The industrial_robot_client library is a client library used to communicate with an industrial robot controller with Ethernet socket support. The industrial_calibration_extrinsic is an experimental package providing a generic interface for calibrating robots, sensor arrays, and sensors to a known reference frame.
The Industrial_Robot_Driver_Spec provides the set of rules towards developing ROS nodes meant for ROS-I interface with robot controllers. This defines the rules for the initialization, topics, services, and parameters needed for the API to define and broad guidelines for it.
The general steps toward creating a ROS-I solution for an industrial robot include creating an XML-based universal robot description format (URDF) description of the robot’s 3D model and geometry, creating a package to visualize the robot in ROS-I MoveIt, joint position information streaming from an industrial controller using ROS-I TCP socket libraries, integrating other ROS-I support packages and using already available tools for IK, like IKFast.
Common Vendor ROS Industrial Packages
The ROS packages for off-the-shelf robotic products can be extended using ROS industrial solutions, including:
- Developer tools like ros_qtc_plugin for the Qt Creator IDE
- Industrial-calibration for automatic 2D/3D calibration
- Scan-n-plan for path planning and task execution from perception data
Figure 3. ROS-I Scan-N-Plan Approach. Image Source: ROS Industrial Website.
Robotics companies like ABB, Fanuc, Universal Robots, Robotiq, Omron, Staubli, and Fanuc have ROS Industrial controllers, software packages, and drivers for their robots on the Github repository. They provide ROS-I support and solutions that allow integration of their tools with other platforms in the industry, leveraging the ROS ecosystem.
The ABB ROS-I and Fanuc ROS-I packages provide steps for setting up the ABB ROS Server on their industrial controllers, installing the ROS Server on the ROS client (usually a PC), and using the ROS ecosystem with their custom simulation software RobotStudio. Motoman provides path planning simulation solutions and Motoman ROS Server installation on its FS, DX, and FRC controllers.
Advantages Of ROS Industrial
While streamlining the transition process for research projects to an industrial production-ready application, ROS Industrial has been able to remove multiple bottlenecks in the adoption of robotics and automation in the industry. Some of the major advantages of ROS Industrial are:
- Debugging and patching bugs is easier due to user testing and better software management.
- ROS-I software is independent of the providers/OEMs, thus changes and enhancements can be made by users.

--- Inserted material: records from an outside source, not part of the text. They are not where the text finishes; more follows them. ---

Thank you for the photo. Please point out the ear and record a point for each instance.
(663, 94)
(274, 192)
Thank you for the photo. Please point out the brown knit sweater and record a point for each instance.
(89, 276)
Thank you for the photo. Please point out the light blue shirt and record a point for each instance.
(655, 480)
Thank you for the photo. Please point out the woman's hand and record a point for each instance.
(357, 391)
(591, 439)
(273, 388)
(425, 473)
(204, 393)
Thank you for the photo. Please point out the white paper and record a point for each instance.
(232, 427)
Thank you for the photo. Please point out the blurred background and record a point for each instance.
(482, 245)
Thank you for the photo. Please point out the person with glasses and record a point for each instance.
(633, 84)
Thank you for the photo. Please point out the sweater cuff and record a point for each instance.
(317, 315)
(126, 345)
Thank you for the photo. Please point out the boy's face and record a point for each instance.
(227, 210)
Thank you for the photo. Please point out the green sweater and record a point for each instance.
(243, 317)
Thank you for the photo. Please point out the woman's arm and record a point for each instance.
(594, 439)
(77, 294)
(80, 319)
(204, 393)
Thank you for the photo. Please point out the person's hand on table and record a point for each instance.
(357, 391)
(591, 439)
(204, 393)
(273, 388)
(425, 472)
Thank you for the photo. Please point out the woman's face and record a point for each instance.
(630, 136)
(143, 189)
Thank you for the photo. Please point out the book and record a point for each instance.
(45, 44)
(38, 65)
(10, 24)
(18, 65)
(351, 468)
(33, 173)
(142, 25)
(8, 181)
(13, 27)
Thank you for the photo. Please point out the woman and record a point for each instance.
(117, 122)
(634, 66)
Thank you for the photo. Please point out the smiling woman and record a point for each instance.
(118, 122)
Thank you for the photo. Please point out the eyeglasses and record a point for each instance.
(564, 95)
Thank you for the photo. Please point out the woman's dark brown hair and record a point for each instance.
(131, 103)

- Commercialization of the products is easier due to the BSD license that allows developers to embed the open-source ROS-I code into their proprietary content.
- Software refers to standard interfaces thus allowing flexibility in the hardware being used and the interoperability between robots supplied from different vendors is possible.
- Interfacing multiple work cells and their collaboration is easier.
- All previously available solutions for kinematics, dynamics, collision-checking, simulation, and planning are available for industrial applications.
Review of ROS Industrial
ROS Industrial is nothing dramatically new, but it is an effort more focused on making open-source tools industry compliant. ROS Industrial has a high robot adoption rate and a lot of robot companies encourage consumers to use the ROS Industrial packages as the primary tool.
ROS Industrial has matured over the years with more packages developed for intelligent robotic solutions in perception and sensing solutions primarily. Using ROS Industrial, the industries get the best of academic flexibility and industrial safety and robustness standards.